Efficiency Will Be the Name of the Game

In her presentation, Welch said that FDA will be looking for ways to increase efficiency as it not only deals with the “backlog” of inspections but also looks for ways to be more streamlined when possible moving forward. When asked whether practices like relying on remote inspections and focusing on risk-based areas will continue, she replied, “I think a lot of it will carry forward.”

She added: “Dietary supplements, of course, are foods, which fall under the FSMA mandate. The Food Safety Modernization Act has inspection mandates for food facilities. Every three to five years, you should be inspecting, [and] have a certain number of years to…inspect everyone. That’s going to be really hard, given 2020 and 2021. So, I think there’s a broader lens to look through as well: How can we be as efficient as possible? Which inspections do we need to prioritize? Which ones do we not need to prioritize? And there’s a whole lot that goes into that discussion. Thankfully, we have algorithms, we have the remote assessments, we have great people to look at that and figure out where is the best use of our inspectional resources as we are moving forward.”

When asked whether the agency has resumed unannounced inspections, Welch didn’t have a definitive answer. During the pandemic, she noted, “it was really in everyone’s best interest to preschedule them, which is outside of our process for domestic inspections.
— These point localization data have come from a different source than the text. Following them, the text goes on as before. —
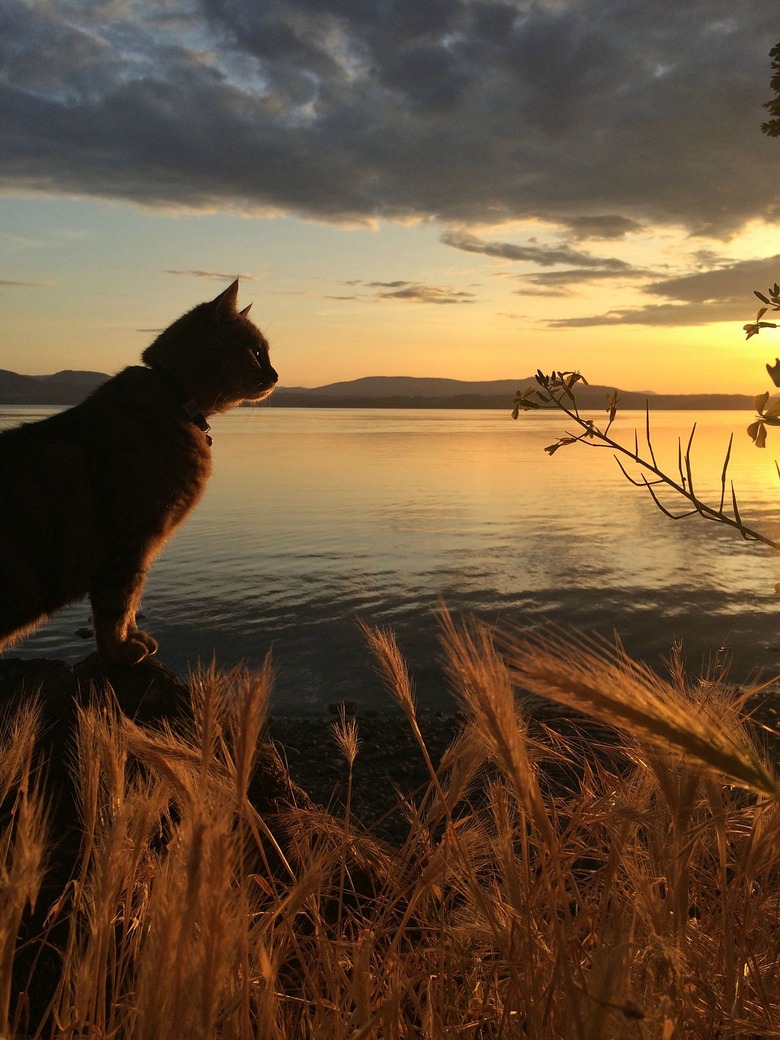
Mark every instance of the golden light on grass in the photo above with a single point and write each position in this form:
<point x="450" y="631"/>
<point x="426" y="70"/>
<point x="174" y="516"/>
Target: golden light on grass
<point x="637" y="901"/>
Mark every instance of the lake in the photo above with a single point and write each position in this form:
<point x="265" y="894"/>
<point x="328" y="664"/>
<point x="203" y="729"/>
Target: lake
<point x="317" y="518"/>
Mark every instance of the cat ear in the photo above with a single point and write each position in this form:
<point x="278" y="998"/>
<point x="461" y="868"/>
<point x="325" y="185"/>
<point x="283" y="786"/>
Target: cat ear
<point x="225" y="305"/>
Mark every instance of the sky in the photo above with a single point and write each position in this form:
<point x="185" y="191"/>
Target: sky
<point x="463" y="188"/>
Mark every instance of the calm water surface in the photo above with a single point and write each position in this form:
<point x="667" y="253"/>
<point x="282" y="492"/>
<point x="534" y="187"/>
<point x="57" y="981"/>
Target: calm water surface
<point x="315" y="519"/>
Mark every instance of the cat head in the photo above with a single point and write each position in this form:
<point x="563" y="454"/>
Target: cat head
<point x="216" y="354"/>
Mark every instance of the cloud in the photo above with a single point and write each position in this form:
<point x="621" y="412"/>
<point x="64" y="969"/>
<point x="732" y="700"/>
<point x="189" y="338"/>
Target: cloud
<point x="213" y="276"/>
<point x="606" y="226"/>
<point x="15" y="284"/>
<point x="545" y="256"/>
<point x="564" y="279"/>
<point x="421" y="293"/>
<point x="723" y="293"/>
<point x="595" y="115"/>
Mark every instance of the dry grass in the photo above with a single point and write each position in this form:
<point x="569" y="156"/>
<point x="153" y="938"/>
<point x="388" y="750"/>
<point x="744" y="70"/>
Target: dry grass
<point x="641" y="902"/>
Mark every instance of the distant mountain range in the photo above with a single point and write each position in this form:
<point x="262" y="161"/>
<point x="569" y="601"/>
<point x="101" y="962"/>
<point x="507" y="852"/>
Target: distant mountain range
<point x="371" y="391"/>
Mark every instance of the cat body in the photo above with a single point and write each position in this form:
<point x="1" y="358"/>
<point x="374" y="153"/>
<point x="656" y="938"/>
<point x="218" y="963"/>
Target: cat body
<point x="88" y="496"/>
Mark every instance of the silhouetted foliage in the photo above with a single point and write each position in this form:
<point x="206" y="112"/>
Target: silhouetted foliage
<point x="772" y="128"/>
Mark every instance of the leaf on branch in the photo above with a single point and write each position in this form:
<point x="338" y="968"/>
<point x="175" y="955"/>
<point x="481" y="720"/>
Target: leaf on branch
<point x="757" y="433"/>
<point x="772" y="409"/>
<point x="552" y="448"/>
<point x="774" y="371"/>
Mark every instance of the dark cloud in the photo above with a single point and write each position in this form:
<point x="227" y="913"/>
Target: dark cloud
<point x="721" y="294"/>
<point x="567" y="278"/>
<point x="545" y="256"/>
<point x="464" y="111"/>
<point x="417" y="293"/>
<point x="213" y="276"/>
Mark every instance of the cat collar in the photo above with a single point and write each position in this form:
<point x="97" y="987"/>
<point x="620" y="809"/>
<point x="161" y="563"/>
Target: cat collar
<point x="193" y="413"/>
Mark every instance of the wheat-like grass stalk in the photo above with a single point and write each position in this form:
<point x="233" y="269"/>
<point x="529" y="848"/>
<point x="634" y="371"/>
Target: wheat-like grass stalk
<point x="700" y="721"/>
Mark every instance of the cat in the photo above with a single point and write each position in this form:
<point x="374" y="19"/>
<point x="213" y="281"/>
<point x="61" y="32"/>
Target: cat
<point x="91" y="494"/>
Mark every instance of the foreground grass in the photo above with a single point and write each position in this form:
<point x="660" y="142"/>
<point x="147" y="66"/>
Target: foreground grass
<point x="540" y="892"/>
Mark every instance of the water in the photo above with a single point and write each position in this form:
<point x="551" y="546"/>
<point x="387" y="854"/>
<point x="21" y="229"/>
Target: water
<point x="317" y="519"/>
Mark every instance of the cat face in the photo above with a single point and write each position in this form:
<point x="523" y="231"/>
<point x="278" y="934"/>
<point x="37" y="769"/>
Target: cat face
<point x="216" y="354"/>
<point x="245" y="365"/>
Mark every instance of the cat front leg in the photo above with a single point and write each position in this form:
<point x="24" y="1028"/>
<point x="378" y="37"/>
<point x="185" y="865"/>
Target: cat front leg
<point x="120" y="641"/>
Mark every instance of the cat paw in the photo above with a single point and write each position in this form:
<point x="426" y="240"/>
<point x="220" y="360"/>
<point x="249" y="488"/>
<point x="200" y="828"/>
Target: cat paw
<point x="134" y="649"/>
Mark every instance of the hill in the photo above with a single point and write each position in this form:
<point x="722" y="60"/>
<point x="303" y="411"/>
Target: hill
<point x="67" y="387"/>
<point x="371" y="391"/>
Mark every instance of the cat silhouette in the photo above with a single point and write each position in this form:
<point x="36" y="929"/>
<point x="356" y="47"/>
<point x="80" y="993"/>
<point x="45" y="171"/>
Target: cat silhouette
<point x="89" y="495"/>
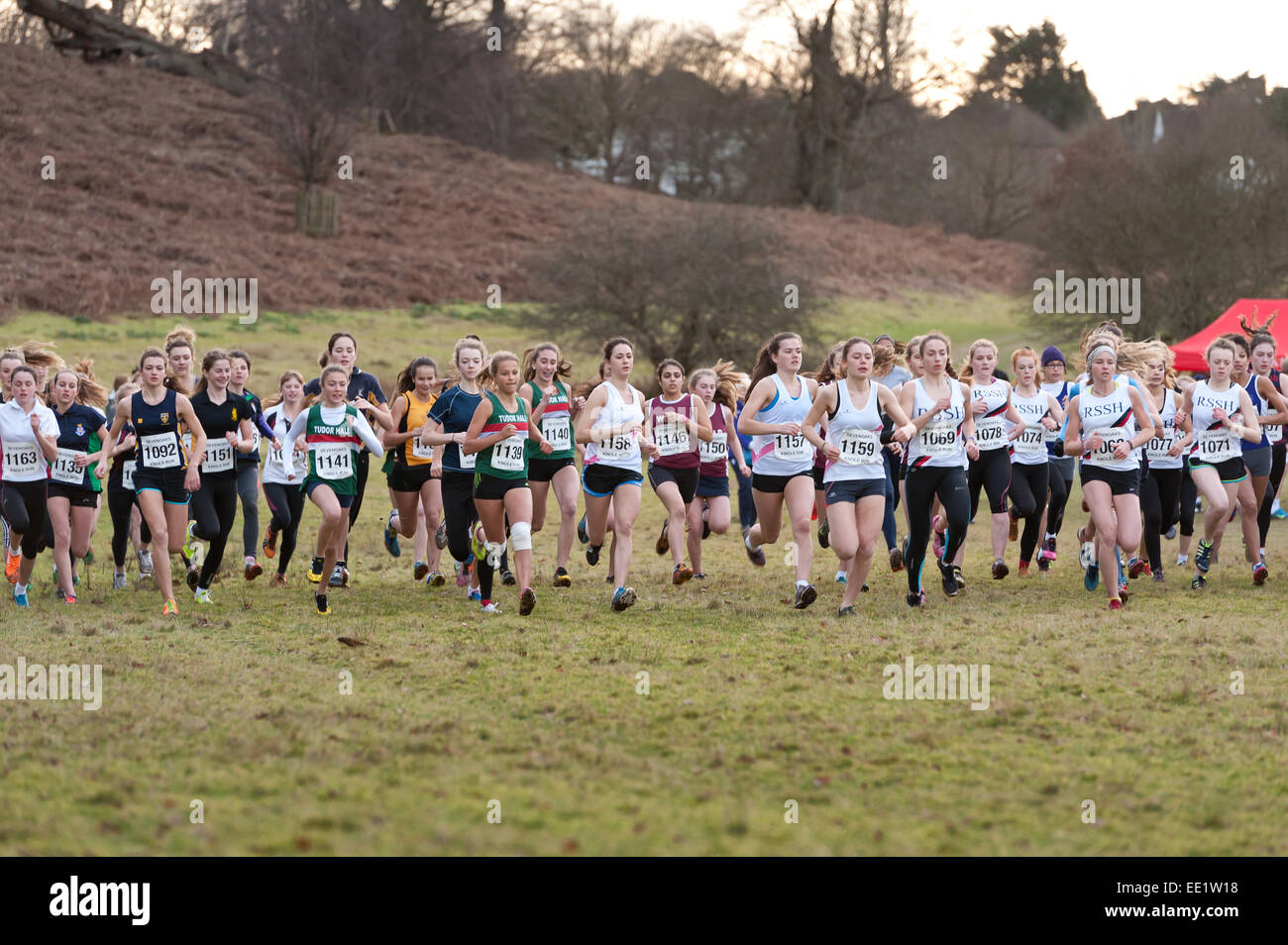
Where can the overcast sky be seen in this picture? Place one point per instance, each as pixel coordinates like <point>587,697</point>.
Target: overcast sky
<point>1129,50</point>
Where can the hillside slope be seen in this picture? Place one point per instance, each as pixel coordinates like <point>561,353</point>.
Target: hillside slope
<point>158,172</point>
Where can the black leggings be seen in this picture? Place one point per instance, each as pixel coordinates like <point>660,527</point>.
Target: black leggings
<point>459,514</point>
<point>248,488</point>
<point>24,506</point>
<point>119,505</point>
<point>992,472</point>
<point>287,505</point>
<point>215,509</point>
<point>1189,494</point>
<point>1028,494</point>
<point>1158,492</point>
<point>1267,502</point>
<point>364,464</point>
<point>922,484</point>
<point>1059,486</point>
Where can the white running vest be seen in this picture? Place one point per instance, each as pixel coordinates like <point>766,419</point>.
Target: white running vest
<point>621,450</point>
<point>939,443</point>
<point>857,433</point>
<point>1030,447</point>
<point>1113,419</point>
<point>780,454</point>
<point>1214,443</point>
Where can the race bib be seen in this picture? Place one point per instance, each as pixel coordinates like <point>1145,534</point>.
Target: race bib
<point>1109,441</point>
<point>219,456</point>
<point>858,447</point>
<point>507,455</point>
<point>617,447</point>
<point>421,451</point>
<point>1031,442</point>
<point>64,469</point>
<point>990,433</point>
<point>671,439</point>
<point>939,441</point>
<point>1158,447</point>
<point>793,448</point>
<point>558,432</point>
<point>333,461</point>
<point>715,451</point>
<point>1215,446</point>
<point>160,451</point>
<point>21,461</point>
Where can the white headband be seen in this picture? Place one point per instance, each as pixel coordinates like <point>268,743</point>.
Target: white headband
<point>1099,349</point>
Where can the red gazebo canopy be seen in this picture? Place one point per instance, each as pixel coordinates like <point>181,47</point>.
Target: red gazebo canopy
<point>1189,353</point>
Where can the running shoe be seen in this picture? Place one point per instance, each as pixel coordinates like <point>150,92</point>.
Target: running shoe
<point>391,537</point>
<point>623,597</point>
<point>949,579</point>
<point>1091,579</point>
<point>1203,557</point>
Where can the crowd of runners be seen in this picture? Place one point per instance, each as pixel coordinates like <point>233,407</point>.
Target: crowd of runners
<point>473,450</point>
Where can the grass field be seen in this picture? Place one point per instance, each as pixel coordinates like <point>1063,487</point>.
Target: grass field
<point>750,703</point>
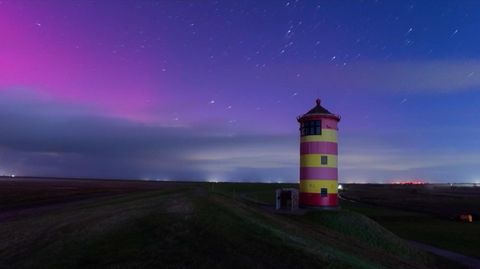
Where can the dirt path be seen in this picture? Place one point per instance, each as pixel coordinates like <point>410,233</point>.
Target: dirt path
<point>462,259</point>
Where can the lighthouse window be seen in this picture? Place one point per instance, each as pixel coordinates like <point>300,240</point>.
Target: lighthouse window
<point>311,128</point>
<point>323,192</point>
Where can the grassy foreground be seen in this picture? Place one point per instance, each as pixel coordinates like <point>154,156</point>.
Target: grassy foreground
<point>193,226</point>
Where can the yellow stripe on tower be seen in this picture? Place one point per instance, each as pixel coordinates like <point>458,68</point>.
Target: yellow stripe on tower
<point>328,135</point>
<point>314,186</point>
<point>315,160</point>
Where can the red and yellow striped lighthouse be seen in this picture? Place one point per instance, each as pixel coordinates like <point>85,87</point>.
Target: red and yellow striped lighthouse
<point>318,158</point>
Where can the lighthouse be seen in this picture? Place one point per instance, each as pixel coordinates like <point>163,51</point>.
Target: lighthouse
<point>318,158</point>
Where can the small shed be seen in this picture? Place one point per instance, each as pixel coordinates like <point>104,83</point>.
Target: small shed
<point>286,199</point>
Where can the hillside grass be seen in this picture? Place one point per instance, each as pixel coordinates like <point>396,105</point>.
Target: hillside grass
<point>192,227</point>
<point>443,233</point>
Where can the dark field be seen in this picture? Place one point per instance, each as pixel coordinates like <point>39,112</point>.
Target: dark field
<point>125,224</point>
<point>424,213</point>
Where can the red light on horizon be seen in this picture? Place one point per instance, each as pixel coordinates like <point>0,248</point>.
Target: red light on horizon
<point>409,182</point>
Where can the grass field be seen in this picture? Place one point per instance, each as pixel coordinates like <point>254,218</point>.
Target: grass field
<point>187,225</point>
<point>419,213</point>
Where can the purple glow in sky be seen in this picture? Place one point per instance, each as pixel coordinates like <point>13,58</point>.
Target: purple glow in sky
<point>189,90</point>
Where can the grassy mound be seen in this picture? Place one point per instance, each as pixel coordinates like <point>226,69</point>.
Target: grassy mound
<point>365,229</point>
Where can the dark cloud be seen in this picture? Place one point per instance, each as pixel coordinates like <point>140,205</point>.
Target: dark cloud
<point>43,137</point>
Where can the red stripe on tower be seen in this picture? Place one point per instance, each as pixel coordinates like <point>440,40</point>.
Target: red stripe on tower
<point>315,122</point>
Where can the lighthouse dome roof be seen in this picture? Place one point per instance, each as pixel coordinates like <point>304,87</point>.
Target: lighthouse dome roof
<point>318,109</point>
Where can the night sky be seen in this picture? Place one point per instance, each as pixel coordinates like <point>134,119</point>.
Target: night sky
<point>210,90</point>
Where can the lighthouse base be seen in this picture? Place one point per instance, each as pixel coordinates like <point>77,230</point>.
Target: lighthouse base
<point>316,200</point>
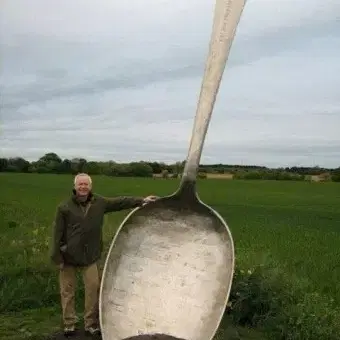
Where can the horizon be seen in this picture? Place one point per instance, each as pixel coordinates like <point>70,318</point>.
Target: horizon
<point>172,163</point>
<point>121,81</point>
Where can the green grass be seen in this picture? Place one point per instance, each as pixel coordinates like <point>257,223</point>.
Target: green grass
<point>293,226</point>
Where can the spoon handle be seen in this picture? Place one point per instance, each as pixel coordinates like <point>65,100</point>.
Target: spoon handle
<point>227,15</point>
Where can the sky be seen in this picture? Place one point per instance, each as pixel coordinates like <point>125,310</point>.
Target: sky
<point>114,80</point>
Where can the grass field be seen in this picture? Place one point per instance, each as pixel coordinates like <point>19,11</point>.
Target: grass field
<point>293,228</point>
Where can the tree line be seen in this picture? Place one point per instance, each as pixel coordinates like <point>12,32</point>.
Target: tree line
<point>53,164</point>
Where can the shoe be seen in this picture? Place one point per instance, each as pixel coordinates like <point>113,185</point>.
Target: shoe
<point>93,330</point>
<point>69,330</point>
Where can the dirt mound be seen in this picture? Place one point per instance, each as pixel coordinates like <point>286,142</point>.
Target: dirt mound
<point>81,335</point>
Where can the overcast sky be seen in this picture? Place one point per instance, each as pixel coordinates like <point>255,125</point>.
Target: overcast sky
<point>120,80</point>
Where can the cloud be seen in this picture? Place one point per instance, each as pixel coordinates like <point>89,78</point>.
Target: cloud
<point>106,80</point>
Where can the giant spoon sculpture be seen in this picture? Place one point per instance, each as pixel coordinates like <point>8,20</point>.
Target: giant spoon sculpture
<point>170,266</point>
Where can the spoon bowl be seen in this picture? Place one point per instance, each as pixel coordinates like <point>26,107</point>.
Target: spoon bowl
<point>170,266</point>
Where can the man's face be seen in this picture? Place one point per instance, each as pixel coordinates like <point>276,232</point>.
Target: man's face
<point>82,186</point>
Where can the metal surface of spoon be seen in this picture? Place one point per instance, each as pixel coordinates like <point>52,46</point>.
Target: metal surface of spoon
<point>170,266</point>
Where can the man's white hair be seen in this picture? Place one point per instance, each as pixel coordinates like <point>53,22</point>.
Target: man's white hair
<point>83,174</point>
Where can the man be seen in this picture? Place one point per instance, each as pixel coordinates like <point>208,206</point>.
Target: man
<point>77,244</point>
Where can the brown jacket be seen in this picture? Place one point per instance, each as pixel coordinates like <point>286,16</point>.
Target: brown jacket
<point>77,229</point>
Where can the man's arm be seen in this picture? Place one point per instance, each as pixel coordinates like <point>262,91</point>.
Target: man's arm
<point>126,202</point>
<point>58,231</point>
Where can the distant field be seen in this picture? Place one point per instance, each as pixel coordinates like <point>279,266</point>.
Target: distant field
<point>295,225</point>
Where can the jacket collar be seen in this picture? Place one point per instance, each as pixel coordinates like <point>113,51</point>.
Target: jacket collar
<point>75,199</point>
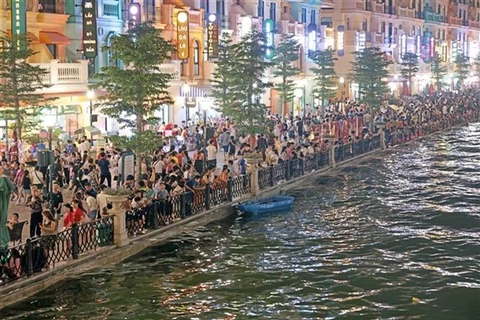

I believe that we are still in the posture of scheduling, unless for some reason we can’t do that—which I think we can all imagine a scenario or two when that happens.” But, she said, the issue of ramping up unannounced inspections is likely a topic of agency discussion.

In its document, FDA outlined two “best-case scenarios” for resuming inspections. The first would be an “immediate transition to standard operations” assuming “travel restrictions are lifted in all states and countries” and “no other emergency delays of prioritized work.” Under this scenario, FDA would have resumed standard operations this month, May 2021.

A more “gradual transition to standard operations” would see FDA “continuing progress toward resumption of standard operational levels by mid-summer 2021,” while still focusing on mission-critical and prioritized domestic inspections.

Of note, under either best-case scenario, FDA still estimates it would only be able to achieve a fraction of the domestic surveillance inspections it had planned for FY21.